Architecture note: Structured extraction architectures benefit from function calling or JSON mode API features that constrain the output to a valid schema. Without output schema enforcement, downstream parsers will encounter format errors at production scale. Output validation — checking that extracted values are within expected ranges, in expected formats, and internally consistent — is essential for extraction quality.

36.4 Pattern 4 — Agentic Loop

Structure: User goal → LLM (reasoning/planning) → tool selection → tool execution → observation → LLM (next step reasoning) → ... → final response. The LLM operates in a loop, selecting tools to execute, observing results, and planning next steps until the goal is achieved.

Best for: Multi-step tasks that require external data or actions, complex research workflows, code generation with test execution, any task where the required actions cannot be determined in advance.

Failure modes: Loop instability (the agent cannot make progress and enters an infinite loop), tool failure propagation (a tool error causes cascading failures), context explosion (each loop iteration adds to the context window until it overflows), over-tool-use (the agent takes unnecessary actions before concluding), and irreversible side effects (the agent takes an action that cannot be undone — sends an email, deletes a record — based on an incorrect inference).

Architecture note: Agentic loop architectures require explicit failure bounds: maximum iteration counts, timeout limits, and checkpoint mechanisms that allow partial results to be returned if the loop cannot complete. Human-in-the-loop checkpoints for irreversible actions are not optional in production agentic systems. Part V covers agentic patterns in depth.

36.5 Pattern 5 — Pipeline (Multi-Step LLM)

Structure: Input → LLM step 1 (transformation) → intermediate output → LLM step 2 (transformation) → ... → final output. Multiple LLM calls are chained, each transforming the output of the previous step.

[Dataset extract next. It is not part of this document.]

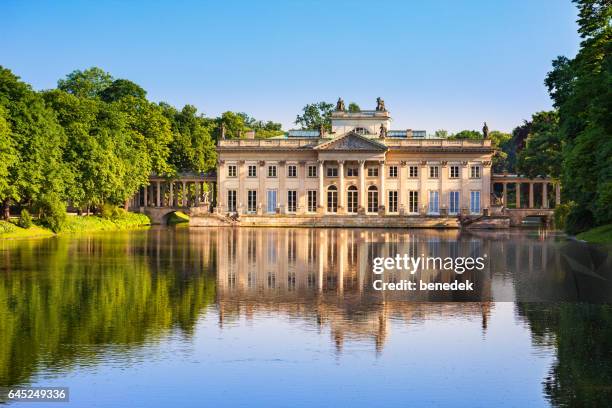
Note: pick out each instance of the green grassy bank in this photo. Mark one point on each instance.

Best for: Tasks that are too complex for a single LLM call, tasks where quality improves by separating concerns (extract, then classify, then summarize), document processing workflows with distinct stages (parse, analyze, synthesize, format).

Failure modes: Error amplification (an error in an early step propagates and compounds through subsequent steps), latency accumulation (each LLM call adds latency; a five-step pipeline may have 5× the latency of a single call), cost accumulation (same as latency — token costs add across steps), and intermediate representation mismatch (the output format from step N is not the format step N+1 expects).

Architecture note: Pipeline architectures should validate intermediate outputs between steps rather than passing them directly to the next step. Validation checkpoints that catch format errors and quality issues early prevent error propagation and reduce the debugging cost when pipelines fail. For latency-critical applications, consider whether steps can be parallelized or whether the pipeline can be simplified.

36.6 Composing Patterns

Enterprise AI systems often combine multiple patterns:

RAG + Agentic Loop: The agent uses retrieval as one of its tools — querying the vector database when it needs information, executing code or APIs when it needs to take action. This is the most common enterprise agentic architecture.

Pipeline + Structured Extraction: A pipeline that processes documents through multiple extraction stages, each extracting different information types, with outputs aggregated into a comprehensive structured record.

Prompted Completion + RAG: A customer-facing chat interface where simple conversational exchanges use prompted completion, but product or policy questions trigger a RAG retrieval to ground the response in specific documentation.

The pattern composition decision should be driven by the use case, not by architectural preference. Adding patterns increases complexity; each pattern added is a new failure mode surface to manage. Start with the simplest pattern that meets the requirements, and add complexity only when the simpler pattern demonstrably cannot deliver.